Bestsellers vs. Backlists: Old Is New
“Publishing does not know how to market e-books yet,” said Evan Schnittman (Bloomsbury) reportedly said at The Future of E-books Publishing Executive Panel at BEA in New York this week (via Edward Champion’s blog report).
“[And] let’s be honest with ourselves,” continued Schnittman. “We’ve never marketed backlist before.”
It’s true: traditional publishers seem pretty good at marketing what’s new, what’s selling today—and much less adept at marketing what is good, but not necessarily new. Marketing the new Tina Fey or Stephen King e-book is probably pretty straight-forward—it’s just another channel, just another extension of the campaign, even priced pretty much the same because…well, it’s new, and readers will just buy it anyway, right? Riiiight.
Publishing and promoting backlist or out-of-print e-books, on the other hand, is a whole (ironically) new ballgame. Pricing models are different, promotional considerations and channels are different and there isn’t a concurrent traditional marketing campaign to just…well, lean on.

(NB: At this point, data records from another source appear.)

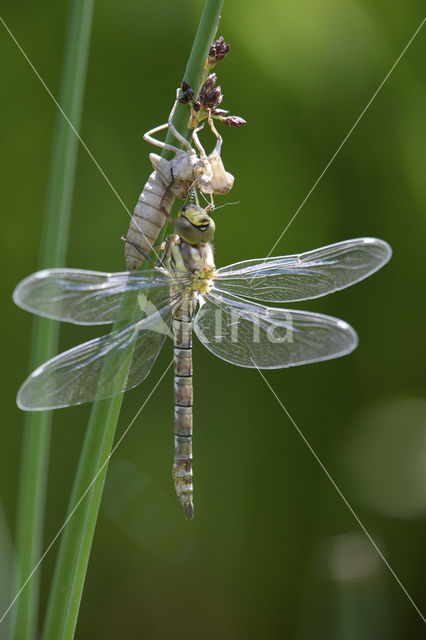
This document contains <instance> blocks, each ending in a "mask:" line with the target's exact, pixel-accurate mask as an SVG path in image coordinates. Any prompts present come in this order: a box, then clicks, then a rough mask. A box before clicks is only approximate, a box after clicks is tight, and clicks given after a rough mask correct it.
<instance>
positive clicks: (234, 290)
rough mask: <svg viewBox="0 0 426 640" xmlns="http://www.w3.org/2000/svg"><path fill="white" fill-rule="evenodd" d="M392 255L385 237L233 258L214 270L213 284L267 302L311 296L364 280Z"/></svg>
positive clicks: (214, 285) (380, 267)
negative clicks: (271, 255) (253, 256)
mask: <svg viewBox="0 0 426 640" xmlns="http://www.w3.org/2000/svg"><path fill="white" fill-rule="evenodd" d="M391 255H392V249H391V248H390V246H389V245H388V243H387V242H384V240H379V239H377V238H357V239H355V240H346V241H344V242H338V243H336V244H331V245H329V246H327V247H322V248H320V249H315V250H314V251H307V252H306V253H301V254H299V255H293V256H282V257H279V258H265V259H263V260H262V259H257V260H247V261H246V262H237V263H236V264H232V265H229V266H228V267H224V268H222V269H219V270H218V275H217V276H216V278H215V280H214V286H215V288H216V289H217V290H219V291H224V292H227V293H232V294H235V295H241V296H245V297H247V298H253V299H254V300H262V301H266V302H290V301H296V300H309V299H311V298H318V297H319V296H324V295H326V294H327V293H332V292H333V291H338V290H339V289H344V288H345V287H349V286H350V285H352V284H355V283H356V282H359V281H360V280H363V279H364V278H367V277H368V276H369V275H371V274H372V273H374V272H375V271H377V270H378V269H380V268H381V267H382V266H383V265H384V264H386V262H388V260H389V259H390V257H391Z"/></svg>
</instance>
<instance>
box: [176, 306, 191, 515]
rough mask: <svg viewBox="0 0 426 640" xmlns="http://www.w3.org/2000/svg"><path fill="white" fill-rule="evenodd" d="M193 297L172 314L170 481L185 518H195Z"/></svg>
mask: <svg viewBox="0 0 426 640" xmlns="http://www.w3.org/2000/svg"><path fill="white" fill-rule="evenodd" d="M195 305H196V298H195V295H194V294H190V295H189V296H188V297H187V298H186V299H185V300H183V301H182V305H181V306H180V307H179V308H178V309H177V310H176V311H175V313H174V315H173V333H174V360H175V420H174V422H175V453H174V462H173V473H172V475H173V480H174V483H175V489H176V493H177V495H178V498H179V500H180V502H181V504H182V506H183V508H184V511H185V516H186V517H187V518H188V519H191V520H192V518H193V517H194V498H193V486H192V393H193V392H192V318H193V315H194V310H195Z"/></svg>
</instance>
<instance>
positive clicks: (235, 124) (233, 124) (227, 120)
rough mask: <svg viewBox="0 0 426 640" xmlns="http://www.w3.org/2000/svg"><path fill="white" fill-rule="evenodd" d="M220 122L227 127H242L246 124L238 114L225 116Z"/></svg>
mask: <svg viewBox="0 0 426 640" xmlns="http://www.w3.org/2000/svg"><path fill="white" fill-rule="evenodd" d="M222 122H223V124H226V125H227V126H228V127H243V126H244V125H245V124H247V122H246V121H245V120H244V118H240V116H228V117H227V118H223V120H222Z"/></svg>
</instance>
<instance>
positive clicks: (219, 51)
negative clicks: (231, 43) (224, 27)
mask: <svg viewBox="0 0 426 640" xmlns="http://www.w3.org/2000/svg"><path fill="white" fill-rule="evenodd" d="M230 48H231V45H230V44H226V43H225V40H224V38H223V37H222V36H220V38H218V39H217V40H216V42H213V44H212V46H211V47H210V52H209V58H208V63H209V65H210V66H214V65H215V64H216V63H217V62H219V61H220V60H222V59H223V58H224V57H225V56H226V55H227V53H228V51H229V49H230Z"/></svg>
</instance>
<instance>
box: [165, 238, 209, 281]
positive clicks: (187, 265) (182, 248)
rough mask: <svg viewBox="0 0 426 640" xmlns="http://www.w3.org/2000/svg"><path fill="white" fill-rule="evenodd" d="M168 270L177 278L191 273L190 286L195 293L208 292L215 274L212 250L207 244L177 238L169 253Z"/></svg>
mask: <svg viewBox="0 0 426 640" xmlns="http://www.w3.org/2000/svg"><path fill="white" fill-rule="evenodd" d="M169 268H170V271H171V272H172V275H175V276H176V277H177V278H179V277H182V276H183V275H184V274H185V273H186V274H190V275H191V284H190V288H191V290H192V291H195V292H197V293H201V294H203V293H208V292H209V291H210V289H211V286H212V281H213V278H214V277H215V275H216V267H215V264H214V260H213V251H212V248H211V246H210V245H209V244H200V245H192V244H189V243H188V242H185V240H182V238H179V239H177V241H176V243H175V244H174V245H173V247H172V249H171V254H170V267H169Z"/></svg>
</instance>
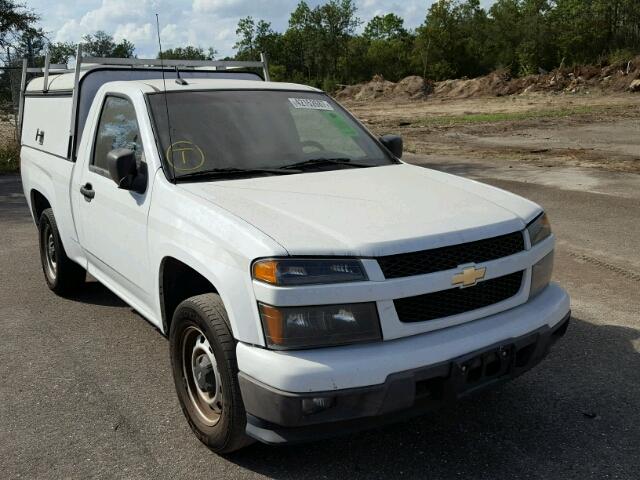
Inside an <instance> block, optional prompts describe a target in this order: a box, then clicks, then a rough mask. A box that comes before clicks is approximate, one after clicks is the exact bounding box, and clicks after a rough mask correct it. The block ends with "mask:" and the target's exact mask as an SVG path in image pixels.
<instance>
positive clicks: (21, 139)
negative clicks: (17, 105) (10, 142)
mask: <svg viewBox="0 0 640 480" xmlns="http://www.w3.org/2000/svg"><path fill="white" fill-rule="evenodd" d="M28 65H29V64H28V60H27V59H26V58H25V59H23V60H22V79H21V80H20V99H19V100H18V121H17V127H18V143H20V144H22V117H23V115H24V94H25V90H26V89H27V70H28Z"/></svg>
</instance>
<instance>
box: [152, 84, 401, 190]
mask: <svg viewBox="0 0 640 480" xmlns="http://www.w3.org/2000/svg"><path fill="white" fill-rule="evenodd" d="M166 99H167V102H168V110H169V114H170V124H171V135H170V136H169V128H168V122H167V108H166V106H165V95H164V94H151V95H149V103H150V106H151V111H152V114H153V117H154V121H155V127H156V130H157V131H156V134H157V135H158V138H159V143H160V146H161V148H162V153H163V161H164V162H165V166H166V167H167V168H166V171H167V172H168V174H169V176H173V175H174V174H175V178H180V177H186V176H189V177H195V176H198V175H199V174H200V173H204V172H209V171H212V170H215V171H218V172H219V171H220V170H230V169H242V170H262V171H263V172H262V173H264V171H265V170H269V173H273V172H274V171H275V172H276V173H277V172H278V171H279V170H280V169H282V171H283V173H284V172H288V173H293V172H292V171H291V170H290V169H300V170H305V171H306V169H307V167H311V168H310V169H311V170H318V169H321V170H326V169H331V168H348V167H351V166H358V167H362V166H366V167H369V166H371V167H374V166H380V165H388V164H392V163H394V160H393V159H392V158H391V157H390V156H389V155H388V154H387V153H386V152H385V151H384V150H383V149H382V148H381V147H379V146H378V144H377V143H376V142H375V141H374V140H373V139H372V138H371V136H370V135H369V134H368V133H367V132H366V131H365V130H364V129H363V128H362V127H361V126H360V125H359V124H358V123H357V122H355V121H354V120H353V119H352V118H351V117H350V116H349V114H348V113H346V112H345V111H344V110H343V109H342V108H341V107H340V106H339V105H338V104H337V103H335V102H334V101H333V100H332V99H331V98H330V97H328V96H327V95H325V94H321V93H310V92H290V91H289V92H285V91H262V90H261V91H253V90H242V91H188V92H169V93H168V94H167V95H166ZM169 138H171V140H169ZM287 168H288V169H289V170H287Z"/></svg>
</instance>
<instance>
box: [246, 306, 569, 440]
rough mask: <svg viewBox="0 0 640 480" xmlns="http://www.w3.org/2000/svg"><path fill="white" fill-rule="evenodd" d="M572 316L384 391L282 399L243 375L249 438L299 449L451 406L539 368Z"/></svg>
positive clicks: (412, 371) (419, 368)
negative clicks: (307, 444)
mask: <svg viewBox="0 0 640 480" xmlns="http://www.w3.org/2000/svg"><path fill="white" fill-rule="evenodd" d="M569 319H570V313H567V314H566V316H565V317H564V318H563V319H562V320H561V321H560V322H558V323H557V324H555V325H554V326H553V327H549V326H547V325H545V326H543V327H541V328H539V329H537V330H536V331H533V332H530V333H528V334H526V335H523V336H521V337H518V338H515V339H513V338H512V339H509V340H505V341H502V342H499V343H496V344H493V345H491V346H488V347H485V348H483V349H481V350H479V351H474V352H472V353H468V354H466V355H463V356H460V357H457V358H454V359H452V360H448V361H444V362H441V363H438V364H436V365H429V366H427V367H421V368H417V369H412V370H408V371H403V372H399V373H394V374H392V375H390V376H389V377H388V378H387V379H386V381H385V382H384V383H382V384H380V385H374V386H369V387H360V388H351V389H343V390H331V391H326V392H314V393H290V392H284V391H280V390H277V389H274V388H272V387H269V386H267V385H264V384H262V383H260V382H258V381H257V380H255V379H253V378H251V377H249V376H247V375H246V374H243V373H240V375H239V379H240V387H241V391H242V397H243V400H244V404H245V408H246V410H247V412H248V413H247V429H246V431H247V434H248V435H250V436H251V437H253V438H255V439H257V440H260V441H262V442H264V443H269V444H282V443H298V442H304V441H310V440H318V439H322V438H328V437H332V436H335V435H337V434H344V433H349V432H353V431H358V430H362V429H365V428H370V427H373V426H379V425H382V424H386V423H390V422H394V421H398V420H401V419H403V418H409V417H412V416H415V415H419V414H422V413H425V412H427V411H430V410H433V409H436V408H438V407H440V406H442V405H445V404H450V403H451V402H453V401H456V400H458V399H460V398H463V397H465V396H467V395H469V394H472V393H475V392H477V391H479V390H482V389H485V388H488V387H491V386H494V385H497V384H499V383H503V382H505V381H507V380H510V379H512V378H515V377H517V376H519V375H521V374H522V373H524V372H526V371H527V370H530V369H531V368H533V367H534V366H535V365H537V364H538V363H539V362H540V361H541V360H542V359H543V358H544V357H545V356H546V355H547V354H548V352H549V348H550V347H551V345H553V344H554V343H555V342H556V341H557V340H558V339H559V338H560V337H562V336H563V335H564V334H565V332H566V330H567V327H568V325H569ZM314 398H325V399H330V405H331V407H330V408H327V409H326V410H323V411H320V412H317V413H314V414H305V413H304V412H303V407H302V404H303V400H304V399H309V400H311V399H314Z"/></svg>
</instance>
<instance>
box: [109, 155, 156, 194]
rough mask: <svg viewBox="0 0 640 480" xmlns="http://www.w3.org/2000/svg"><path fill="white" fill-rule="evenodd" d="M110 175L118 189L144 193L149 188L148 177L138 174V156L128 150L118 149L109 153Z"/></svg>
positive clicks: (109, 173)
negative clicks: (137, 165) (137, 166)
mask: <svg viewBox="0 0 640 480" xmlns="http://www.w3.org/2000/svg"><path fill="white" fill-rule="evenodd" d="M107 166H108V168H109V175H110V176H111V178H112V180H113V181H114V182H116V184H117V185H118V188H121V189H123V190H131V191H134V192H137V193H144V191H145V190H146V188H147V179H146V176H145V175H144V174H143V173H141V172H138V167H137V166H136V154H135V153H134V152H133V151H132V150H129V149H128V148H116V149H115V150H111V151H110V152H109V153H107Z"/></svg>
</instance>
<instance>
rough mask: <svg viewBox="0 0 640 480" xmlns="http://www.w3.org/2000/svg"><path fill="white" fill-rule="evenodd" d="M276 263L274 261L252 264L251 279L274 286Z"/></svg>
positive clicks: (277, 280) (259, 262) (276, 262)
mask: <svg viewBox="0 0 640 480" xmlns="http://www.w3.org/2000/svg"><path fill="white" fill-rule="evenodd" d="M277 267H278V262H276V261H275V260H261V261H259V262H256V263H254V264H253V278H255V279H256V280H260V281H261V282H265V283H271V284H276V283H278V278H277V277H276V270H277Z"/></svg>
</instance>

Nope, for this to work, authors and publishers need to collaborate on a solid e-book publishing strategy that stands on it’s own—and that can be flexible, nimble and quickly extended.
Maybe it would be more accurate to say that traditional publishers don’t know how to market e-books yet—much like traditional advertising agencies didn’t understand how to really use the Internet a few years ago.